Le roi c'est Henry VIII

les soeurs Mary et Anne Boleyn

Ou plutôt Scarlett et Nathalie

Bon tout ça commence dans la campagne anglaise toute d'or de jaune et d'orange, baignée par la lumière et bien sûr, cela y finit of course.

 

Deux-soeurs03.jpg

 

Deux-soeurs04.jpg


Alors, il y a la timide, celle qu'on ne voit pas tout de suite, la pure qui rêve d'amour et d'eau fraîche dominée par ses sentiments, tellement naive et si humaine...

Mais pour elle plus dure sera la chute.

Et il y a l'autre, de bleu ou de vert vétue, au sourire dévorant, l'ambitieuse qui soumet ses sentiments à la conscience d'un destin hors du commun, devenir reine, et pour y parvenir elle est prête à écraser père et soeur, à se donner au diable, à son frère...

Mais pour elle, seule la mort est au bout avec la folie pour chemin.

 

Deux-soeurs01.jpg

 

Deux soeurs02


Sans doute la débauche de filtres dont Chadwick use est-elle destinée à nous faire comprendre que la couleur tel un leitmotiv wagnerien

participe du découpage du monde et accompagne les personnages

et les significations dont ils sont l'incarnation.


Anne Boleyn à certains égards incarne la liberté et ce désir d'émancipation par rapports aux hommes qui accaparent le monde et soumettent les femmes à leur volonté et à leurs passions. Mais c'est une liberté sans morale, toute entière dirigée vers la satisfaction égoiste de son désir, donc sans réelle portée sociale.
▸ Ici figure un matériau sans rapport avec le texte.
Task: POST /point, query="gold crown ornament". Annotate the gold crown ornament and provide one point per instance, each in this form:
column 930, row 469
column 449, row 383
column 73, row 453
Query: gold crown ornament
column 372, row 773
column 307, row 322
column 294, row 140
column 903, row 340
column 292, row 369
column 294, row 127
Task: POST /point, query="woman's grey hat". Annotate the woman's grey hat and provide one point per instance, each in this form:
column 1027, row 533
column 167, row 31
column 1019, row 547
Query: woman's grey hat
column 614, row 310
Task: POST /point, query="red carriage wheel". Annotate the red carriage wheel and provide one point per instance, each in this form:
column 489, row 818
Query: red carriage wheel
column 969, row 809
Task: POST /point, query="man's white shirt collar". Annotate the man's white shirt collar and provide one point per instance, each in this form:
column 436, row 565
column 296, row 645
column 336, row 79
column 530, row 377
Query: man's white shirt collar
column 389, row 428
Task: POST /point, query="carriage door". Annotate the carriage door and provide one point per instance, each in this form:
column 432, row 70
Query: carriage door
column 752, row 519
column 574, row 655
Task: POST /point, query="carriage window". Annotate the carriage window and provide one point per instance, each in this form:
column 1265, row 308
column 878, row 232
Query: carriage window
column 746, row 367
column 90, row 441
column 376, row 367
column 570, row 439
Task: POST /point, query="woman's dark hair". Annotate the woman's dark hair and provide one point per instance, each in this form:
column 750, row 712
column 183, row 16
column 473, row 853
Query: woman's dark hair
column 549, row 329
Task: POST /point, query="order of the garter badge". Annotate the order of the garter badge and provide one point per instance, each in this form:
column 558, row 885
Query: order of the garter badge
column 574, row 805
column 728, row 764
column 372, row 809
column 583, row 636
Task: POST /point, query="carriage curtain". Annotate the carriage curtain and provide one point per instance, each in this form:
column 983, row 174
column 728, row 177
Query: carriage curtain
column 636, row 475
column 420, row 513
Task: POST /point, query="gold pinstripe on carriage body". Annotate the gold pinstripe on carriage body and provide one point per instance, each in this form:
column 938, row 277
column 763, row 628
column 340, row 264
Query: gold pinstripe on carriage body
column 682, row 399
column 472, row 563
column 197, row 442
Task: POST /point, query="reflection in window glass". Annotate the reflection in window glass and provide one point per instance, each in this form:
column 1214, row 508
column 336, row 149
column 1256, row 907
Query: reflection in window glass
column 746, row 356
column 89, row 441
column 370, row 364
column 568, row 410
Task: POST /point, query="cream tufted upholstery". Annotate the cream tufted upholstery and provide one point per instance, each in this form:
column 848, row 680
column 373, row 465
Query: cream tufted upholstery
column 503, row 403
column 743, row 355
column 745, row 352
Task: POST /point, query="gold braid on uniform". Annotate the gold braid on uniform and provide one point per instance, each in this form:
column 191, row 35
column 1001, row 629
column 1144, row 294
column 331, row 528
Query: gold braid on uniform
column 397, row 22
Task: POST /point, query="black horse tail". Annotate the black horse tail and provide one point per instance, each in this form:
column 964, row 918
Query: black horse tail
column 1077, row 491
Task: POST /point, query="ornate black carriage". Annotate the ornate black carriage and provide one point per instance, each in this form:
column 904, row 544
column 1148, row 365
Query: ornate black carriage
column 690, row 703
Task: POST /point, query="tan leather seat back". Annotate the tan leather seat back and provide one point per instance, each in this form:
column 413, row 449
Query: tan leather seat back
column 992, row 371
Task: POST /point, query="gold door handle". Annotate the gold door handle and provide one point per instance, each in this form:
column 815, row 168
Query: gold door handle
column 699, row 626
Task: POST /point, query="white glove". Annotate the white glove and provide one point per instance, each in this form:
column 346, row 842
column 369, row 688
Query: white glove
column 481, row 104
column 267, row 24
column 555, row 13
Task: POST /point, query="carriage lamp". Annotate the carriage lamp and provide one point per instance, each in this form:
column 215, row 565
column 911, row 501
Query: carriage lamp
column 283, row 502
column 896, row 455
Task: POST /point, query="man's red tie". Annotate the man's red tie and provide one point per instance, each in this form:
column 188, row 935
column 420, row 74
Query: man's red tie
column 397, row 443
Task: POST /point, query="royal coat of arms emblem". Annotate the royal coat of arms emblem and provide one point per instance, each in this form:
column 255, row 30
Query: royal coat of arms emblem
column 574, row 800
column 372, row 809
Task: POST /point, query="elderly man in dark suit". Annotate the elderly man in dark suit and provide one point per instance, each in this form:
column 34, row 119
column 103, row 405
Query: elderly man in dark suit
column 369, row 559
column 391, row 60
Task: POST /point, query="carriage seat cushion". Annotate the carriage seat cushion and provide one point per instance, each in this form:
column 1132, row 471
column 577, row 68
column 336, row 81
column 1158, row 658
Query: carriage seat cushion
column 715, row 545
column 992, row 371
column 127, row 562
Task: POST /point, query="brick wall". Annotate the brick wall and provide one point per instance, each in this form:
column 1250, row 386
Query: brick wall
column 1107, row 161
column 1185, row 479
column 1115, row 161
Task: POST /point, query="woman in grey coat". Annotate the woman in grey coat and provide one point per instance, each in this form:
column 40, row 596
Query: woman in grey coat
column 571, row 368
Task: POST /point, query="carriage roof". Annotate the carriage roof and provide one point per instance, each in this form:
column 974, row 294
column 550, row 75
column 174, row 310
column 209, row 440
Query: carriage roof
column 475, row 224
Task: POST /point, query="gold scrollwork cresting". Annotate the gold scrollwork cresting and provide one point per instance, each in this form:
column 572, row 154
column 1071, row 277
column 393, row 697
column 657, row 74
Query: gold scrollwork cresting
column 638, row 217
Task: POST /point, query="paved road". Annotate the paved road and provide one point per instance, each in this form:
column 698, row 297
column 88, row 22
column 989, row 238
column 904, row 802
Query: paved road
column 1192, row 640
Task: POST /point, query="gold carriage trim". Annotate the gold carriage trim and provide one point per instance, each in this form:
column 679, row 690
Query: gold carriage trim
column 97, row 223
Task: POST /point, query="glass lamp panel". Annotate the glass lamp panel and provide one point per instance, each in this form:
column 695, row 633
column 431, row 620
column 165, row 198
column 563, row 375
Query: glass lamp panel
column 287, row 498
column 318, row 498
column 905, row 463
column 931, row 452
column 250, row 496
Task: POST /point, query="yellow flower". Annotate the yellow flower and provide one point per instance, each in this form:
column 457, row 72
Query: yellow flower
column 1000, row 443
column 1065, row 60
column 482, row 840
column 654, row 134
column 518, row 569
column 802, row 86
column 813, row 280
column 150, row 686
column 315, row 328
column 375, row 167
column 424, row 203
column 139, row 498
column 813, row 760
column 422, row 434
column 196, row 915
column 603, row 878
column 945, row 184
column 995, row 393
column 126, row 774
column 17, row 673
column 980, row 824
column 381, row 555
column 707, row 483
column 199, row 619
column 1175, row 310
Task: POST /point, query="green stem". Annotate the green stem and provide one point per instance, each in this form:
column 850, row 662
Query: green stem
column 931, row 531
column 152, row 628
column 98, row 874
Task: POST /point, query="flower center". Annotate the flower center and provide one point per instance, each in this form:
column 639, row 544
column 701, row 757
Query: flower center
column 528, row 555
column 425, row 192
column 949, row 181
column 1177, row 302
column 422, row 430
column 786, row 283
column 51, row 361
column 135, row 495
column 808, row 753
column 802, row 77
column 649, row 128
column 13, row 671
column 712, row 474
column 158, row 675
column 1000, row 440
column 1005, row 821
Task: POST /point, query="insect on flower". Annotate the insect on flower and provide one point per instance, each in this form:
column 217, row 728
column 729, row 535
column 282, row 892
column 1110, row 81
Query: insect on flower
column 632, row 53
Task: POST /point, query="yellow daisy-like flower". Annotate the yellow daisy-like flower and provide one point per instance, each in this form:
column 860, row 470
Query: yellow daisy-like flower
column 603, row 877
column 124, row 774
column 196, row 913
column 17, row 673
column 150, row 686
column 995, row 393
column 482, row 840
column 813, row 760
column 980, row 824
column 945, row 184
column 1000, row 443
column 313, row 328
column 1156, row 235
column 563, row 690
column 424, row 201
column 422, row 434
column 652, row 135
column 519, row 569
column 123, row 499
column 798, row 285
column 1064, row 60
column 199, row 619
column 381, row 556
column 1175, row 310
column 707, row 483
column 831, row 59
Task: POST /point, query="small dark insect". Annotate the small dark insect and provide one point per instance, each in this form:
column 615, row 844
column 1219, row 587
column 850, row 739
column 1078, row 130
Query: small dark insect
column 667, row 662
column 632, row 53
La seule femme finalement résolument moderne reste la mère de Mary et Anne jouée par Kristin Scott Thomas. Chez elle, la prise de conscience à laquelle il manque la part de feu et de révolte de sa fille, demeure toute entière tournée vers l'intérieur comme une philosophie qui l'aide à supporter un monde qu'elle n'a pas la force de bouleverser, mettant en pratique ce précepte de A. Bandura : "se focaliser sur les aspects contrôlables de la vie permet de mieux supporter ceux qui sont incontrôlables".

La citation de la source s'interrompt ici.